Mario_Mieli_Primo_festival_di_cineteatro_gay,_Parma,_1977_-_Foto_di_Giovanni_Rodella1

“Se nella società in cui viviamo la recita è la norma, perché tutti quanti da quando si alzano il mattino fino a notte recitano sempre una parte, il teatro è il luogo in cui è possibile manifestare autenticamente quello che siamo, evitando di incorrere nei rigori della legge o di essere messi in manicomio, è il luogo in cui tradizionalmente è permessa (in scena) qualunque follia.”  A dirlo fu proprio Mario Mieli che nell’espressione teatrale trovò forse la sua forma più autentica.  Un pirandellismo estremo, nel riferimento alla “recitazione quotidiana”, in bilico fra teorizzazione e provocazione.

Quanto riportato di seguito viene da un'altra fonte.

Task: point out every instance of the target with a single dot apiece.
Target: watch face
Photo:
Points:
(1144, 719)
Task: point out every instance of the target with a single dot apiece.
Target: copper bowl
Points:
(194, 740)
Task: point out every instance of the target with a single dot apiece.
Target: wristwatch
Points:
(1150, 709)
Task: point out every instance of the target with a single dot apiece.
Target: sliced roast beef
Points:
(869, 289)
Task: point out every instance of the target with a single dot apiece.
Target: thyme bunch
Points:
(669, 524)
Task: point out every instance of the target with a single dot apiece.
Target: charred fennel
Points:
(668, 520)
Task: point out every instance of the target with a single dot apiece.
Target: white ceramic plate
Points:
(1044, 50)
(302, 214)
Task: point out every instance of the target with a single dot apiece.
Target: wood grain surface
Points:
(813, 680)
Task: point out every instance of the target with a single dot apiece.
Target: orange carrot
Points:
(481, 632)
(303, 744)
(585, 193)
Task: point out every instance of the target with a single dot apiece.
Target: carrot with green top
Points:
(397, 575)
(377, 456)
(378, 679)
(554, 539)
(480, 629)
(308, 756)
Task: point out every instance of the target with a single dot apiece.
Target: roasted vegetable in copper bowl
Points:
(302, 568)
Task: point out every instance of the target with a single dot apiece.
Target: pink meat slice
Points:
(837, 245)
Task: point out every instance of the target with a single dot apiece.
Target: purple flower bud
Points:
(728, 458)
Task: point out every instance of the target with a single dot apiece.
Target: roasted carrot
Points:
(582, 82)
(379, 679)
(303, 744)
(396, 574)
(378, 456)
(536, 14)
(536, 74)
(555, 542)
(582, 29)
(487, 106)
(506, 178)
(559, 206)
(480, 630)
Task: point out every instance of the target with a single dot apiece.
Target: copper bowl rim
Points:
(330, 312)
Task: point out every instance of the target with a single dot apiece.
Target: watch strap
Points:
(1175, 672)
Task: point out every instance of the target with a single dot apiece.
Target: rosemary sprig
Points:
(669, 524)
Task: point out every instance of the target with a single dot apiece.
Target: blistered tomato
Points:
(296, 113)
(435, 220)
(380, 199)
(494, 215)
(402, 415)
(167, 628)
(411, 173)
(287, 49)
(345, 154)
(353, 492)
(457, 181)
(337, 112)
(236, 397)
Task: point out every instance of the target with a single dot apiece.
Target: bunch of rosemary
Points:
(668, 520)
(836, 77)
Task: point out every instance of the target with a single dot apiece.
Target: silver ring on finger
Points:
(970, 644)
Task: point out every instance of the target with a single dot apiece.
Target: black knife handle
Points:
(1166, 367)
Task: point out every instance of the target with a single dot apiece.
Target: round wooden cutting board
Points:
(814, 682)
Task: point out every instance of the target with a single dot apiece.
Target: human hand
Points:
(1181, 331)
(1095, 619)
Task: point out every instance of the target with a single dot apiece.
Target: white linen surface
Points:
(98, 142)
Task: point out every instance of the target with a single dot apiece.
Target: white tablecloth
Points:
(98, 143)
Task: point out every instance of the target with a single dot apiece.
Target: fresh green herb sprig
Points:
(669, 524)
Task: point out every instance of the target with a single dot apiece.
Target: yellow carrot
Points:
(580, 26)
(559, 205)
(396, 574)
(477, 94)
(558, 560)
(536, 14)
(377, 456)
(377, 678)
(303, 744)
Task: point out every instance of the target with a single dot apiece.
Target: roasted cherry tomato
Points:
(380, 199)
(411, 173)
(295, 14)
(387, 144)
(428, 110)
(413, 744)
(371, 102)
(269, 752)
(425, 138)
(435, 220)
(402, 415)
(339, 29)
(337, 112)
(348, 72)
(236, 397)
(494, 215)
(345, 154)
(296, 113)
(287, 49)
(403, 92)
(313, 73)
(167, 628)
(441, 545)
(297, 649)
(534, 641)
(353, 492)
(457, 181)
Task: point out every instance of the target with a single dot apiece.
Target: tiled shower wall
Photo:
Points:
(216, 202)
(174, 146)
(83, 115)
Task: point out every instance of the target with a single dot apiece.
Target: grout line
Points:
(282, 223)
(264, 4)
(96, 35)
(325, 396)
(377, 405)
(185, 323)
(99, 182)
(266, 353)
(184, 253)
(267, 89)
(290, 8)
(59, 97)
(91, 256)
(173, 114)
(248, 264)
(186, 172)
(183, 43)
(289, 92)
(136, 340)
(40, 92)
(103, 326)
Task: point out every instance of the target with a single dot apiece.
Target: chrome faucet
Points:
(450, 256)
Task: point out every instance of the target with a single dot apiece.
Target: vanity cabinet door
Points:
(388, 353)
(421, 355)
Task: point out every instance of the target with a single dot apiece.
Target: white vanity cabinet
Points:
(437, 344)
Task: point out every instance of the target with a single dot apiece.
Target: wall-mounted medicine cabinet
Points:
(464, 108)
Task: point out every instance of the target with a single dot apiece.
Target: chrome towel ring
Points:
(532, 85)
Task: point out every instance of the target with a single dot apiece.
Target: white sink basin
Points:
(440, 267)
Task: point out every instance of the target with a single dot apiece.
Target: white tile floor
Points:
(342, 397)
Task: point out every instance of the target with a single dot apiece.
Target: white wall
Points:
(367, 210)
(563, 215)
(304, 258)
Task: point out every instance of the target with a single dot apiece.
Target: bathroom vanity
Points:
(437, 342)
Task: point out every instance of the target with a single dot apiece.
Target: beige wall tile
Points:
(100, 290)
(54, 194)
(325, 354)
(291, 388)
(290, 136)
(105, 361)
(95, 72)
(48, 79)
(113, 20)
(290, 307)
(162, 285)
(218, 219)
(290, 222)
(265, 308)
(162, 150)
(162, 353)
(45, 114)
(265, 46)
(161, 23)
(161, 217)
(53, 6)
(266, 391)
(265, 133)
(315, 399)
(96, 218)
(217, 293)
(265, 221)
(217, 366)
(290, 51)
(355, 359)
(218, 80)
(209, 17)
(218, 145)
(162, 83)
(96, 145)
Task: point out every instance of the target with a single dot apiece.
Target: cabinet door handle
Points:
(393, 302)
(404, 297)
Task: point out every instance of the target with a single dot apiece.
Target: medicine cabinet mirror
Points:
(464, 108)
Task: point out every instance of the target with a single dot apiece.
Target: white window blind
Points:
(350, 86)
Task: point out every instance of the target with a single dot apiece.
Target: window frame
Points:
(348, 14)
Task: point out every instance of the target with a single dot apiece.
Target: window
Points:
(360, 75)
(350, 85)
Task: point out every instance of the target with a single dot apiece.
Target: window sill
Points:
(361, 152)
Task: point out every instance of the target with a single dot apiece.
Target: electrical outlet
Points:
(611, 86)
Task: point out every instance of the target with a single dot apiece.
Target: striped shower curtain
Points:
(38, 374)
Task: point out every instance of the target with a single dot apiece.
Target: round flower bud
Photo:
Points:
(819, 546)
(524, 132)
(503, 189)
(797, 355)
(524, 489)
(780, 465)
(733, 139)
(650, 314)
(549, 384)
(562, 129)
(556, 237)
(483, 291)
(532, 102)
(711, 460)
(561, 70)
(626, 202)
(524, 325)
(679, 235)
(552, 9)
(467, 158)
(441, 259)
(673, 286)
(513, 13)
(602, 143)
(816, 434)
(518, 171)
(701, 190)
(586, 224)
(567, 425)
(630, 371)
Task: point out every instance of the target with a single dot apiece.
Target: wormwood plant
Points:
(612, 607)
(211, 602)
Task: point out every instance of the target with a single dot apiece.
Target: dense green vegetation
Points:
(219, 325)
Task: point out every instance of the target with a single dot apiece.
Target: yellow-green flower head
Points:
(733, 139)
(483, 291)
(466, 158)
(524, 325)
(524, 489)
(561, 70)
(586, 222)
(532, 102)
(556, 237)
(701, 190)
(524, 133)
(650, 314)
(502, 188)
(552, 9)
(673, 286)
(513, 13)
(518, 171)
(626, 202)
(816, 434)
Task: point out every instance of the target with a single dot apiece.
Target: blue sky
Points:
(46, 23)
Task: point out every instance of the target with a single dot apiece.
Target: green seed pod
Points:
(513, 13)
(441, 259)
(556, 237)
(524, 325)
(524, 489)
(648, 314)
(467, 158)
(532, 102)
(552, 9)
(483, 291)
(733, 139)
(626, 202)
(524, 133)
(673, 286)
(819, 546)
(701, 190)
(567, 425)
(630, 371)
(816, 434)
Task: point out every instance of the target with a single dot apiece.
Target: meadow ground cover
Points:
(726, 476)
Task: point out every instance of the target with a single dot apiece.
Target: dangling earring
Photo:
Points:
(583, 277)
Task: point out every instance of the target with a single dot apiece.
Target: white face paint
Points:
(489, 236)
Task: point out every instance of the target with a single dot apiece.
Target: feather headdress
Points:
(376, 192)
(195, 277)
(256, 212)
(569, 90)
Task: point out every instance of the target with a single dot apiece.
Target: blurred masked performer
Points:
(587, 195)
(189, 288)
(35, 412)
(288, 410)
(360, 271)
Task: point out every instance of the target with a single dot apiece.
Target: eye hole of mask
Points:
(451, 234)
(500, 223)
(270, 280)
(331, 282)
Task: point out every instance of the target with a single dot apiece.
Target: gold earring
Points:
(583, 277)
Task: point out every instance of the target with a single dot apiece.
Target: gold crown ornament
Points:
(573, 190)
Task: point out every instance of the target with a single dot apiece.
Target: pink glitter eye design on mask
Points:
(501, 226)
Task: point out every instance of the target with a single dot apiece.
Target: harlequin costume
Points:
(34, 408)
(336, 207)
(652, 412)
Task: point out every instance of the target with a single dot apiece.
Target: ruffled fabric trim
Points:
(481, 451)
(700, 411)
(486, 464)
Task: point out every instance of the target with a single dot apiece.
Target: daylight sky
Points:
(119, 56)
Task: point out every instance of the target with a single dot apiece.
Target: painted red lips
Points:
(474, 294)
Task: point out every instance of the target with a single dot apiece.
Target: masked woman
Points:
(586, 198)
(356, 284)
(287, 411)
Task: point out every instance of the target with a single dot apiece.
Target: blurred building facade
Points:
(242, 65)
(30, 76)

Ed è attraverso la lente del teatro che osserviamo Mario Mieli: una figura di intellettuale complesso, agitatore culturale, politico dissacrante, controcorrente, avanguardista, spesso inarrivabile e in anticipo su temi e metodologie. 

Mario Mieli è stato una figura centrale nella storia dell’omosessualità, in molti campi. Fu tra i fondatori del FUORI, fra i sostenitori della sua autonomia milanese, collaborò con la rivista omonima con articoli sul FHAR e sulle esperienze in Marocco, e nel 1976 partecipò anche alla fondazione dei Collettivi Omosessuali Milanesi (COM), senza considerare le sue pubblicazioni che meritano uno spazio a parte. Una figura di intellettuale complesso e agitatore culturale e politico dissacrante, controcorrente, avanguardista, spesso inarrivabile e in anticipo su temi e metodologie, egli fu inoltre “tra i primi attivisti a mettere in scena, fin dalla metà degli anni Settanta, i temi del sesso e della sessualità.”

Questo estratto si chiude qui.